The duo began the final day of the mixed gender event, which was taking place for the first time at the Olympic Games, top of the standings on a total of 86 points.
Their hopes of gold were put under threat after they received a penalty early on in the double point medal race which put them to the back of the field, with their Australian and Austrian rivals attempting to close in.
Australia’s Jason Waterhouse and Lisa Darmanin ended as the runners-up in the race to move onto a tally of 78 points, with Thomas Zajac and Tanja Frank of Austria joining them on the total by finishing third.
After recovering from their penalty, Lange and Saroli came through the field to claim a sixth place finish, ending seven seconds ahead of the Italian crew.
It proved a decisive gap, as the sixth place moved them onto 77 points and allowed the Argentine pair to celebrate the gold.
Waterhouse and Darmanin earned silver, owing to the Australian duo having finished higher than the Austrian crew in the medal race.
"We didn't expect it, at the end it was a very tough race, it was unbelievable,” said six-time Olympian, Lange, who lost a lung to cancer last year.
“There are no words for expressing so much love from so many people.
“I'm so thankful to so many people that helped us, our team was outstanding.

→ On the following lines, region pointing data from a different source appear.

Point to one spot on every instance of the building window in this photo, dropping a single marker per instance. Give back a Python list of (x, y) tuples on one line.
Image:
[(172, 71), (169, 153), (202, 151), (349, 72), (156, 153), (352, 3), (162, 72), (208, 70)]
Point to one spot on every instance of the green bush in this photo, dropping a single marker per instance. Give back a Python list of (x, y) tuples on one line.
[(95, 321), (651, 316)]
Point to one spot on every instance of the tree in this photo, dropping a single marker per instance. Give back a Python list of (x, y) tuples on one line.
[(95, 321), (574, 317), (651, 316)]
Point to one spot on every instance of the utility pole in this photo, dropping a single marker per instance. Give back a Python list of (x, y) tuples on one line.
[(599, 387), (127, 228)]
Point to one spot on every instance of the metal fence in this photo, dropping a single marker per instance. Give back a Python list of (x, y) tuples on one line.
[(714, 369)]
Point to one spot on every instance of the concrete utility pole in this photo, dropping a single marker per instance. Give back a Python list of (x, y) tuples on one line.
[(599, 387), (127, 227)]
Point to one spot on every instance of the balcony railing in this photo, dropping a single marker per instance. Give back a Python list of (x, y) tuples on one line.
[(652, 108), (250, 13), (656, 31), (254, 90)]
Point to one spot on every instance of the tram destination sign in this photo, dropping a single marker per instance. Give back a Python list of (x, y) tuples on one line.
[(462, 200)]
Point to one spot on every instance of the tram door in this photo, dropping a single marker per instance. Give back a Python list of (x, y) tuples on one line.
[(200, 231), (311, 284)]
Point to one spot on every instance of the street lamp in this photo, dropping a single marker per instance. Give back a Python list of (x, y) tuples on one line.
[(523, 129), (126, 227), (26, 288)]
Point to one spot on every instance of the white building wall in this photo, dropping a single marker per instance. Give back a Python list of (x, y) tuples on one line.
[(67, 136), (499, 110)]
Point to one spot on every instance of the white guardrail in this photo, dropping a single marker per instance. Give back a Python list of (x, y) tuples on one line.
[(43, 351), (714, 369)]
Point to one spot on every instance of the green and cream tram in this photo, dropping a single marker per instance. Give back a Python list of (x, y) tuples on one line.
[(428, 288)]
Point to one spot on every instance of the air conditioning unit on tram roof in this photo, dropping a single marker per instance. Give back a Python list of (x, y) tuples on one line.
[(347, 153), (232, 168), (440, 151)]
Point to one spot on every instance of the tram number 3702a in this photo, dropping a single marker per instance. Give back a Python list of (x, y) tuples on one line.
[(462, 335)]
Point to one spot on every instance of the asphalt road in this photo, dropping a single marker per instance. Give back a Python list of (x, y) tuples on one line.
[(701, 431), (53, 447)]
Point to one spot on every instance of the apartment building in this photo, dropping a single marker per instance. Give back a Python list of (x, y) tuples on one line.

"I was rooting for a gold medal since the 1980s, so I've spent a lot of time working for this.”
The Netherlands’ Marit Bouwmeester lived up to her status as the world number one in the laser radial event as a seventh place in the medal race saw her seal gold with a tally of 61 points.
Annalise Murphy won Ireland’s first sailing medal since Moscow 1980 by ending on 67 points to win silver, while Denmark’s Anne-Marie Rindom won bronze on 71.
Croatia’s were left celebrating their first ever Olympic sailing medal, but Tonci Stipanovic will wonder what might have been, after he slipped from first to second position on the final day of competition.
The 30-year-old finished ninth of the 10 starters to end on 75 points, with Australia’s Tom Burton taking full advantage as a third place saw him leapfrog the Croatian by finishing with 73 points.
New Zealand’s Sam Meech claimed bronze with a tally of 85.
Giles Scott had already secured gold in the finn class before contesting the medal race today, ensuring Britain won the event for the fifth successive Games.
Scott, following on from Ben Ainslie’s success in the event, finished the competition with a total of 36 points.
Slovenia’s Vasilij Zbogar and Caleb Paine of the United States claimed the remaining podium places on 68 and 76 points respectively.